Allerdings wären dies nicht die einzigen negativen Seiten eines autonomen Güterkraftverkehrs:

  • Anschaffungskosten: Vollautonome Transporter werden nochmals deutlich teurer sein als aktuelle herkömmliche Fahrzeuge. Zwar senken sie zweifelsohne die laufenden Betriebskosten, jedoch müssen Unternehmen zunächst die notwendige Investition „stemmen“ können.
  • Infrastrukturkosten: Für autonome Fahrzeuge sind eine flächendeckende, redundante 5G-Versorgung sowie Autonomie-taugliche Tank- bzw. Auflademöglichkeiten notwendig. Die dazu gehörenden Infrastrukturen müssen aufgebaut werden, was weitere Kosten bedeutet.
  • Tourenplanung: In der Theorie wird die Routenplanung durch die autonome Fahrzeugtechnik deutlich einfacher. In der Praxis wird es jedoch in Europa höchstwahrscheinlich lange dauern, bis auf sämtlichen Straßen alle Gegebenheiten bestehen, um einen vollautonomen Betrieb zu gestatten. Insbesondere die Mobilfunk-Infrastruktur muss tatsächlich zuverlässig und redundant auf jeder Straße vorhanden sein, die für Transporte genutzt werden kann.

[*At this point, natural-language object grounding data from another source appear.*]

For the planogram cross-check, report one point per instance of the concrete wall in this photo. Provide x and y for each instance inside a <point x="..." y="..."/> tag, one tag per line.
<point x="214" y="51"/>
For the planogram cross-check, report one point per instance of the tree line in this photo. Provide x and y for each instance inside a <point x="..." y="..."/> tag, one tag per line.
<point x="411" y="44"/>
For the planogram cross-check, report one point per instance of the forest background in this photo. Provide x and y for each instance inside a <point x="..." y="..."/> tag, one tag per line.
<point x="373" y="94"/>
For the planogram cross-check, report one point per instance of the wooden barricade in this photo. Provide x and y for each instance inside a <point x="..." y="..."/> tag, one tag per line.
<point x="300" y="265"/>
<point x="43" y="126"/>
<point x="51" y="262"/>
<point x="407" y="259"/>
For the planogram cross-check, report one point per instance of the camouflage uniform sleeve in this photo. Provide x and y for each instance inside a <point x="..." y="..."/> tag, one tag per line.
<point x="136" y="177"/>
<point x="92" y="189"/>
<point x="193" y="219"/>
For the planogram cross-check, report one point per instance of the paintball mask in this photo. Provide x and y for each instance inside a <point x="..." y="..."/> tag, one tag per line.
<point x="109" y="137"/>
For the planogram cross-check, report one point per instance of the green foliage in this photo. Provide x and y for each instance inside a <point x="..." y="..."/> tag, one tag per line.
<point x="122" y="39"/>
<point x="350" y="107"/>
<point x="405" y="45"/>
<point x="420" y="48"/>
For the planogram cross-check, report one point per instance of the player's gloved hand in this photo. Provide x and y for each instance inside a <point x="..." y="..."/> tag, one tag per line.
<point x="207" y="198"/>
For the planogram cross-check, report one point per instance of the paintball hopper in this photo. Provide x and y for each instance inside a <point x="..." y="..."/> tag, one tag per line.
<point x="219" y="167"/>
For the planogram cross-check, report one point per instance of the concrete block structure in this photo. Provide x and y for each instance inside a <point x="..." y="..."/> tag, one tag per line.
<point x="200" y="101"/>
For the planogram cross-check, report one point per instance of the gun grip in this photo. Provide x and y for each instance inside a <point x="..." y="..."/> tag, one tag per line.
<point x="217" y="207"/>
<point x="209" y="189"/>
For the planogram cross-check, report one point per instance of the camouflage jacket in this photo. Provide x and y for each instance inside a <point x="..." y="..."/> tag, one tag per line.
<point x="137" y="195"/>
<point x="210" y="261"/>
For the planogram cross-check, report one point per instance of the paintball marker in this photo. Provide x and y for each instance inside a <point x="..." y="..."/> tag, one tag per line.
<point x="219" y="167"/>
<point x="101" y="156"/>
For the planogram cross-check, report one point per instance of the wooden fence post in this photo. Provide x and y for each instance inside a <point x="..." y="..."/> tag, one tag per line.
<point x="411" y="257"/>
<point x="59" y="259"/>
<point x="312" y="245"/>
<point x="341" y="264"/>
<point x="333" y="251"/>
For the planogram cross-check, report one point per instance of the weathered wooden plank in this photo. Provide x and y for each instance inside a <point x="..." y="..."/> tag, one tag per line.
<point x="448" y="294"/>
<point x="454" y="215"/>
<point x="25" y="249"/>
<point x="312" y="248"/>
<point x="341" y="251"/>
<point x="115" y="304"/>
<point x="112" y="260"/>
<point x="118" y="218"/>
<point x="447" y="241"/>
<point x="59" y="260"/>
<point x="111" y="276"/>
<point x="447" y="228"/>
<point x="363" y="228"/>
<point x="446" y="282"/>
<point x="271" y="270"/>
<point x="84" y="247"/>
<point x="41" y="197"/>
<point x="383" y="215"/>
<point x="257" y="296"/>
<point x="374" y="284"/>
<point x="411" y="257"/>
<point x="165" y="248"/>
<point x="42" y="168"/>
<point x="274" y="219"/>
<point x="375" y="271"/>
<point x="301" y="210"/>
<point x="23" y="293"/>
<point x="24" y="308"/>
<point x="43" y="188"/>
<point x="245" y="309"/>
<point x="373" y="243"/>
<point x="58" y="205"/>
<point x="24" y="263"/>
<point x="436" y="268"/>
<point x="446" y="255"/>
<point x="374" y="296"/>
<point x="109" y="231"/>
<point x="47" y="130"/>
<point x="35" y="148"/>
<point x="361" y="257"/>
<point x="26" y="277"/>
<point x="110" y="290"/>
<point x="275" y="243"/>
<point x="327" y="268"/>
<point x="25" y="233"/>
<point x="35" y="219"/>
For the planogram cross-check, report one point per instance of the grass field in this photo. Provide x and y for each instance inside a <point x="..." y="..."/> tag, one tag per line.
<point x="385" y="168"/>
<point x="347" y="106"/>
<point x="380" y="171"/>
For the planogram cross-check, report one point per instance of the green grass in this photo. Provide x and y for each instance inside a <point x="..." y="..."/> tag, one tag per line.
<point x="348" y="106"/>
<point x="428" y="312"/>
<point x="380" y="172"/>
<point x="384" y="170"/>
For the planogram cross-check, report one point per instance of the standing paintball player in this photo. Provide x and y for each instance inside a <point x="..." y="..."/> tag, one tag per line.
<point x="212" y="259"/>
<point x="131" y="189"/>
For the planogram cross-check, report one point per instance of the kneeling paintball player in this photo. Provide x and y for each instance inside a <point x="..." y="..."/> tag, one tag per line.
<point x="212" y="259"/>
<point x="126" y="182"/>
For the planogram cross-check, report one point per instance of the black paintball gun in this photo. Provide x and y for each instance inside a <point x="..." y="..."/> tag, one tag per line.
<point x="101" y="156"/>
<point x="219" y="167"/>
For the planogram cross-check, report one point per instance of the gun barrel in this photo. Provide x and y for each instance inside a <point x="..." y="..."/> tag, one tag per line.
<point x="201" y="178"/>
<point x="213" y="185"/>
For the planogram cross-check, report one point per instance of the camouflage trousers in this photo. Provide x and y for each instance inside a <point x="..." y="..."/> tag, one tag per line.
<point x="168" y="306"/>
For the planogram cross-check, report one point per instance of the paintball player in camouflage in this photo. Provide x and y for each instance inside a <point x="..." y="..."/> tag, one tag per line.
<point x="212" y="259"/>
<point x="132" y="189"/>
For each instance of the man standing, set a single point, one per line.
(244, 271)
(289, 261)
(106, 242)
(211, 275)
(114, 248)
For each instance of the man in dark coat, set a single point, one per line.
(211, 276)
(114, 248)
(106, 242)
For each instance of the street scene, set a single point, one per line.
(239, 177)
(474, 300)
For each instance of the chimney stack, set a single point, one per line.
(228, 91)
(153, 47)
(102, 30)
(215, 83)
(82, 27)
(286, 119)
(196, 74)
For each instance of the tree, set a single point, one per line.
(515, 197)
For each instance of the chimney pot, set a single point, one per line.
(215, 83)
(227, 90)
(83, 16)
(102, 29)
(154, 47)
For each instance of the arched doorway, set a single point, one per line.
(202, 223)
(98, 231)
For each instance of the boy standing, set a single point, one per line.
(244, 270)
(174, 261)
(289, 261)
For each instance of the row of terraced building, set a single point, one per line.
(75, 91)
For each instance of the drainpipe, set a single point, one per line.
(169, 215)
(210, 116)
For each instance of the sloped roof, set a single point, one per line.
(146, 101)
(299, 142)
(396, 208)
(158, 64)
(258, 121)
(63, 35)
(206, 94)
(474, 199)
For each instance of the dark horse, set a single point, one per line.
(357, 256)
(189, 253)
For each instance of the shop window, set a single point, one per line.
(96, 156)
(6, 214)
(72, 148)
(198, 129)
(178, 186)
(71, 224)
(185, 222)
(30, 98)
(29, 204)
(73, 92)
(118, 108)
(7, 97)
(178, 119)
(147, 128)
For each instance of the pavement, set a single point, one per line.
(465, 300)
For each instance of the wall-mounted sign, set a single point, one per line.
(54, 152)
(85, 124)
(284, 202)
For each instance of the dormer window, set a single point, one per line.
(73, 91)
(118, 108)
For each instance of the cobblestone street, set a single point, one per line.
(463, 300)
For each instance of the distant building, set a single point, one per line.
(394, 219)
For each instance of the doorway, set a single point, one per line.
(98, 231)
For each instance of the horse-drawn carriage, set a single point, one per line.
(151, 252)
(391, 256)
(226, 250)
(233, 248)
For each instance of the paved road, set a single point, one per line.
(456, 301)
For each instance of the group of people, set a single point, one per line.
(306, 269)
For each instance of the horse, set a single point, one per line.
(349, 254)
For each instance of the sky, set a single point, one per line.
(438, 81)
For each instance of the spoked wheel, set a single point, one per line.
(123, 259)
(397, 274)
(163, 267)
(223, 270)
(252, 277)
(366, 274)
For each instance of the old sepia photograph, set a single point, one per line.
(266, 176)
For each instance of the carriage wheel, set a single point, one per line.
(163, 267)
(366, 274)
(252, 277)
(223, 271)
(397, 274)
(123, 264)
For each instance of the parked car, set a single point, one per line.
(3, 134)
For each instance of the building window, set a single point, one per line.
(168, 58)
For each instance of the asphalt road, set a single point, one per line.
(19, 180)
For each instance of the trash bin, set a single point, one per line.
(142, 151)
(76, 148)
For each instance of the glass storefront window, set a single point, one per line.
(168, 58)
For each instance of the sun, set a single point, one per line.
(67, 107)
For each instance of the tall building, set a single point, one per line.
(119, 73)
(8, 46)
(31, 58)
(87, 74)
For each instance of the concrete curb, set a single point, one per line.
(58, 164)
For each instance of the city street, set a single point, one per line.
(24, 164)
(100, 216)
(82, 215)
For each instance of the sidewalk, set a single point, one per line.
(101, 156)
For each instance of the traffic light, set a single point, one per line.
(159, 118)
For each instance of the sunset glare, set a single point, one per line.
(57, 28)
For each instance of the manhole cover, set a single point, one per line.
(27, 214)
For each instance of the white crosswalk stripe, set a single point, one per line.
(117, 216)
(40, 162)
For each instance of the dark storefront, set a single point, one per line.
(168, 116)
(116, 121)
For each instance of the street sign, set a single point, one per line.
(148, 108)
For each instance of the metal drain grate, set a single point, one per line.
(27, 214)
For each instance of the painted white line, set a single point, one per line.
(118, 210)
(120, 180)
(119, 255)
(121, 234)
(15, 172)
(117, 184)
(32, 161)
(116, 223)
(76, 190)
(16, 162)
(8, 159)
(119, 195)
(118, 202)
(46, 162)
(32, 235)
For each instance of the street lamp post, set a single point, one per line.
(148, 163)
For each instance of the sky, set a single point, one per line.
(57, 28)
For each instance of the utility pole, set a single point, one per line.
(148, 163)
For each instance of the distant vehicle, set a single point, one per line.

Zweifelsohne bringen autonome Lkw und Kleintransporter starke Vorteile mit sich. Diese müssen jedoch für einen realistischen Blick immer zusammen mit den ebenso real vorhandenen Nachteilen und Herausforderungen abgewogen werden.

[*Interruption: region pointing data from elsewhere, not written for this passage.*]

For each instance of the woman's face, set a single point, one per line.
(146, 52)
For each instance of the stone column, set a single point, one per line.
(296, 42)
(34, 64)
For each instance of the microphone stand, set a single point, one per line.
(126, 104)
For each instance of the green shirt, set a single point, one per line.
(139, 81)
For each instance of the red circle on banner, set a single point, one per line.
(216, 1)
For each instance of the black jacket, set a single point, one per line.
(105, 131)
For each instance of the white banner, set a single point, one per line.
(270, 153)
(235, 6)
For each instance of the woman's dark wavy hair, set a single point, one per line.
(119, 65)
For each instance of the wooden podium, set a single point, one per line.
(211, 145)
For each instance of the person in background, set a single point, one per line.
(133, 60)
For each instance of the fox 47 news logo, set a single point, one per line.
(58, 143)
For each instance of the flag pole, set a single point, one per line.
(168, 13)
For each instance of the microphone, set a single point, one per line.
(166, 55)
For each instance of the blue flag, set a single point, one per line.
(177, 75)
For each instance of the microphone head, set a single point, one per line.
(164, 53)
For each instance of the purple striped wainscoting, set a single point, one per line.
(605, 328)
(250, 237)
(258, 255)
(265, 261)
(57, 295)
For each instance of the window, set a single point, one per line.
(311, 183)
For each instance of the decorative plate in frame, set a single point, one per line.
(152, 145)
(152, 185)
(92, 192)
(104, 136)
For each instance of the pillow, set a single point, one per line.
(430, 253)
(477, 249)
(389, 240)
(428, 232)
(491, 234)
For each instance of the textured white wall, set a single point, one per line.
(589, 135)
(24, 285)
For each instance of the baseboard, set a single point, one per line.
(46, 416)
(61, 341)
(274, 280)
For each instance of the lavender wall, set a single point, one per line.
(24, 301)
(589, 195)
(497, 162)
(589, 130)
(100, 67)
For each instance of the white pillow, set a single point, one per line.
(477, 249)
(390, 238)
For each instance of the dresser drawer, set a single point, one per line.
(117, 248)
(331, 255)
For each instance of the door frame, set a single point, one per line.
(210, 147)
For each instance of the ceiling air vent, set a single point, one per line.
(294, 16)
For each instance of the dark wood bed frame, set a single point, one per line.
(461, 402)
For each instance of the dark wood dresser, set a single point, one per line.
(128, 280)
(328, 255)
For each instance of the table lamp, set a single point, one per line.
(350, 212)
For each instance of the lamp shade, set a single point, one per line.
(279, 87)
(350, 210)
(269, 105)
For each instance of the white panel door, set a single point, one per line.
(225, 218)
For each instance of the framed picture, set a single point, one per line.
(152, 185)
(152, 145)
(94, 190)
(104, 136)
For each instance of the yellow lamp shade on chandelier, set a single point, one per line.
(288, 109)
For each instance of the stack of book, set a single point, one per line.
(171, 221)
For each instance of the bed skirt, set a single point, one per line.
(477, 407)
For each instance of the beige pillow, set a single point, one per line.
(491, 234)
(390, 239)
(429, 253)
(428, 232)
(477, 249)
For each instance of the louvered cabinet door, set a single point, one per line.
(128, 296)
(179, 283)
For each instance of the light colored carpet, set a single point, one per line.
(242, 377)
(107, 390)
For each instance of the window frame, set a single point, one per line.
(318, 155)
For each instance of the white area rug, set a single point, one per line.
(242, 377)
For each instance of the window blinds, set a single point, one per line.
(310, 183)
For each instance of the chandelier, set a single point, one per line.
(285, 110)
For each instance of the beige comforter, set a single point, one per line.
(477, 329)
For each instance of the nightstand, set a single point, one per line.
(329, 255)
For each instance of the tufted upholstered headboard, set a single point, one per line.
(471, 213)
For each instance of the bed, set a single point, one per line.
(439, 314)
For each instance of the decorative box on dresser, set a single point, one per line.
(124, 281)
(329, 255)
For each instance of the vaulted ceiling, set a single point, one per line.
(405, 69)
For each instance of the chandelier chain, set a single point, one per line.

HERAUSFORDERUNG ETHISCHE FRAGESTELLUNGEN

Der Mensch bekommt als Fahrer und Verantwortlicher für ein Fahrzeug im Bereich des autonomen Fahrens immer weniger Gewicht. Hier werden bestimmte ethische Aspekte wichtig. Wenn ein Computer steuert oder ein menschlicher Fahrer nur zeitweilig und aus der Distanz lenkt, dann stellen sich völlig neue Fragen:

  • Muss ein autonomer Lkw im Fall der Fälle einen eventuell mitreisenden Fahrer, eine kostspielige Ladung oder andere Menschen schützen – und welche Abwägungsmuster müssen hier angelegt werden? (beispielsweise in sogenannten Dilemma-Situationen wie etwa „Gruppe von Schulkindern oder Rentner-Ehepaar?“
  • Wer haftet bei Unfällen durch technisches Versagen: Der Fahrzeughalter, der Fahrzeughersteller, ein Hersteller unfallrelevanter Technik (etwa verschmutzte Sensoren) oder gar der Staat? Experten sehen hierzu Black-Box-Techniken und Bewegungsprofile als einzige Lösung, wodurch sich wiederum Datenschutzbedenken ergeben.
  • Darf autonomes Fahren aufgrund großer Vorteile für die Verkehrssicherheit verpflichtend gemacht werden oder muss eine Wahlfreiheit gewahrt bleiben?
  • Ist es vertretbar, eine ganze Branche, die zudem systemrelevant ist und die gesamte Gesellschaft betrifft, so stark von technischen Systemen abhängig zu machen?
  • Wie kann der Computer jede Panne auf eine Weise erkennen, die es ihm gestattet, ohne Gefährdung Dritter einen sicheren Halt einzulegen? Gerade bei mechanischen Problemen ist dies sehr schwierig zu erkennen.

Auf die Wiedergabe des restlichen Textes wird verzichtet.